We would like to announce just a few changes to this year’s program:

Classes Offered:
17.5 & 10.5 Foam Sedan (6-Cell NiMH or 2S Lipo)
17.5 & 13.5 Rubber Sedan (6-Cell NiMH or 2S Lipo)
17.5 & 10.5 1/12 (all 1S Lipo)
*All motors and batteries must be ROAR approved.

Class Restriction:
If you have finished in the Top 5 at a National level event (ROAR Nats, IIC, Indoor Champs, Snowbirds), you may not participate in the 17.5 class. For example, if you finished 3rd in stock foam sedan at the ROAR Nats, you can only run 10.5 Foam Sedan, 10.5 1/12 and 13.5 rubber for the Grand Slam.

Points:
There will no longer be 5 bonus points for participation in all four events.

Raceway Choice:
As with last year, each track will have the option of hosting a "Raceway Choice" class.* Many tracks have a particular class that is a favorite of the local racers - Vintage T/A, Formula 1, WorldGT, etc.* This class will use the established class rules of that local facility, and will be disclosed upon distribution of their particular race flyer.

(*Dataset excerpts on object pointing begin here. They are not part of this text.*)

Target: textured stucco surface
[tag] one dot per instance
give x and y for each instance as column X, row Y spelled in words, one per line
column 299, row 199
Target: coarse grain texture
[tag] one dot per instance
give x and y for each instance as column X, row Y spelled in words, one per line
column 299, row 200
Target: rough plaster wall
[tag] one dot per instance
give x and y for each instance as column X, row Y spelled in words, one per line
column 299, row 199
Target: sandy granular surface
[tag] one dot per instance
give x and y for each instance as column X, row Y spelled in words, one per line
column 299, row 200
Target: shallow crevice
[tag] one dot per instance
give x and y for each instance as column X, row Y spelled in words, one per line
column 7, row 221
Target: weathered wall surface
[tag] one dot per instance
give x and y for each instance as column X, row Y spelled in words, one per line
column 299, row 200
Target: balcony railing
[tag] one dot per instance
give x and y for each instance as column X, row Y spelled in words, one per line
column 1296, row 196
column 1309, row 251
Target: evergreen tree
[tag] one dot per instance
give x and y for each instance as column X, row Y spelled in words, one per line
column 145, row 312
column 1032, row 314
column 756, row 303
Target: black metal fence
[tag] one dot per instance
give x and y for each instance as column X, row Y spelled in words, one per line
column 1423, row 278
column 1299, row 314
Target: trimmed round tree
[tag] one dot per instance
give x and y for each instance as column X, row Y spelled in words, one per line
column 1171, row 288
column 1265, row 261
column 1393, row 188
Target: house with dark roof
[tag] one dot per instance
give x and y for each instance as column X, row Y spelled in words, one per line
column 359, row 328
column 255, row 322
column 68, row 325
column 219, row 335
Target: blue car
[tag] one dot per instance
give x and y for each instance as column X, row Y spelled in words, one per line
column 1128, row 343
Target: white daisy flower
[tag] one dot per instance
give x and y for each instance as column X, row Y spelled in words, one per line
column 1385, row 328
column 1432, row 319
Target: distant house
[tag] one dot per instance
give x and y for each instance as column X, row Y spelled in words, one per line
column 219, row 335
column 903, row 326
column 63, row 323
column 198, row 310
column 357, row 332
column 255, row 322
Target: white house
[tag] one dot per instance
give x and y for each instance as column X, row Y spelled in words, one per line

We understand that many racers still would like the opportunity to attend at least one of the National events, so the series will not interfere with any of those existing races.

The schedule is:

Oct 30 – Nov 1, 2009 The Gate/Strongsville Holiday Inn Cleveland, OH

December 11-13, 2009 The Track Gaithersburg, MD

January 15-17, 2010 CRC Raceway Rome, NY

February 19-21, 2010 Fastcats (Awards Presentation) Oakville, Ontario, CA

The final race in Canada was moved to the end of the schedule to allow all racers ample time to secure their passports. This process has been streamlined, and now takes just 4-6 weeks, so please plan ahead. For the racers that live in New York or Michigan you are allowed to upgrade your drivers licence to an EDL, Enhanced Drivers Licence, so you do not need a passport. More details to come.*
*
- Paul Ciccarello
- Chris Goetz
- Mike McBride


----------



## gasman (Sep 26, 2001)

Oct 30 – Nov 1, 2009 The Gate/Strongsville Holiday Inn Cleveland, OH


*NOT GOOD*.


----------